Question

In a `DeltaXYZ` having `X(-3,2)`, `Y(-5,-6)` and `Z(-5,0)`, is perpendicular bisector of `YZ` same as median from `X`?

Answer 1

The equations are not the same.

Explanation:

Find the midpoint of YZ using the midpoint formula `((x_1+x_2)/2, (y_1+y_2)/2) = ((-5+ -5)/2, (0+ -6)/2) = (-5, -3)`

Since YZ is a vertical line: `x = -5`,
The perpendicular bisector is a horizontal line: `y = -3`

The median from X goes from `(-3, 2)` to the midpoint of YZ `(-5, -3)`:
`m_"median" = (y_2 - y_1)/(x_2 - x_1) = (-3 - 2)/(-5 - -3) = (-5)/(-2) = 5/2`

Equation of the median `y = mx + b`:
`y = 5/2 x +b`

Use either the midpoint or point X to find b:
`2 = 5/2 * -3/1 +b`
`2 = -15/2 + b`
`4/2 + 15/2 = 19/2 = b`

Equation of the median: `y = 5/2 x + 19/2`

Answer 2

Perpendicular bisector of `YZ` is not the same line as the median from `X`.

Explanation:

As the abscissa (i.e. `x`-coordinate) of `Y(-5,-6)` and `Z(-5,0)` both are `-5`, `YZ` is parallel to `y`-axis

and as such its perpendicular bisector will be parallel to `x`-axis.

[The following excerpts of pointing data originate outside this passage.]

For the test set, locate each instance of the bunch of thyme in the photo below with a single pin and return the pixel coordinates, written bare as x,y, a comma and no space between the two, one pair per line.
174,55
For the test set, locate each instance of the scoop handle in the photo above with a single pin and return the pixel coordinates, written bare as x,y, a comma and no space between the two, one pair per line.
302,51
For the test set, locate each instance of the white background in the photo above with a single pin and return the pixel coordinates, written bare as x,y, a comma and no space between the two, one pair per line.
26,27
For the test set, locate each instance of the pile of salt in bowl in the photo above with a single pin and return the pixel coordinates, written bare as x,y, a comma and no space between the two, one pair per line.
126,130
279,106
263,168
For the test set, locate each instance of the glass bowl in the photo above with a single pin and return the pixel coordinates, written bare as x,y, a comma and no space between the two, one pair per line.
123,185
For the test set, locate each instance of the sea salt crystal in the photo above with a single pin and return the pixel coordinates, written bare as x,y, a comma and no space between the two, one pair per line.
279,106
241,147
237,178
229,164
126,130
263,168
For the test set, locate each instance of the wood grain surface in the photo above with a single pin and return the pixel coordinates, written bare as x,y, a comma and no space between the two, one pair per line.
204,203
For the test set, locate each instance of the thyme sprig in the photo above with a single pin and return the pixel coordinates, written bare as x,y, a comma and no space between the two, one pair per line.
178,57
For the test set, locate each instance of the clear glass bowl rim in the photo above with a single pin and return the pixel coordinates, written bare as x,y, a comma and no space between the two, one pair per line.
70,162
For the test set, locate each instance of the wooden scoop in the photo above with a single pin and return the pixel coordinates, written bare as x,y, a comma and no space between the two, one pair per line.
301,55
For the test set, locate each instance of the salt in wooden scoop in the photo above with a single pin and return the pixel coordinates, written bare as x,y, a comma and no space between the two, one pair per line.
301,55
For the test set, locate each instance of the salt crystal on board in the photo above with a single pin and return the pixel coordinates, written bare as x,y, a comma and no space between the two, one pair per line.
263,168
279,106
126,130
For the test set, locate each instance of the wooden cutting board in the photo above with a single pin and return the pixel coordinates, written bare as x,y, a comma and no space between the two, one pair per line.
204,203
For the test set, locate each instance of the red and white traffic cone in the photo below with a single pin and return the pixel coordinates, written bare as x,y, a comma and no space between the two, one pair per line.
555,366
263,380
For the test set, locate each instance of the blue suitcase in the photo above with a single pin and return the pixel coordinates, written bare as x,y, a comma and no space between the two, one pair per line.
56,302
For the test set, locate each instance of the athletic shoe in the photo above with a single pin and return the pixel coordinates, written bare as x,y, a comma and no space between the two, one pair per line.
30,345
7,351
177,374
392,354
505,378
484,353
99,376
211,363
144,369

As midpoint of `YZ` is `P((-5-5)/2,(0+6)/2)` i.e. `(-5,-3)`,

equation of perpendicular bisector is `y+3=0`.

and median from `X(-3,2)` is `XP` and its equation is

`(y-2)/(3-2)=(x-(-3))/(-5-(-3))`

or `(y-2)/1=(x+3)/(-2)`

or `x+3=-2y+4`

or `x+2y-1=0`

Note it is different from the equation of median given in question.

Obviously perpendicular bisector of `YZ` is not the same line as the median from `X`.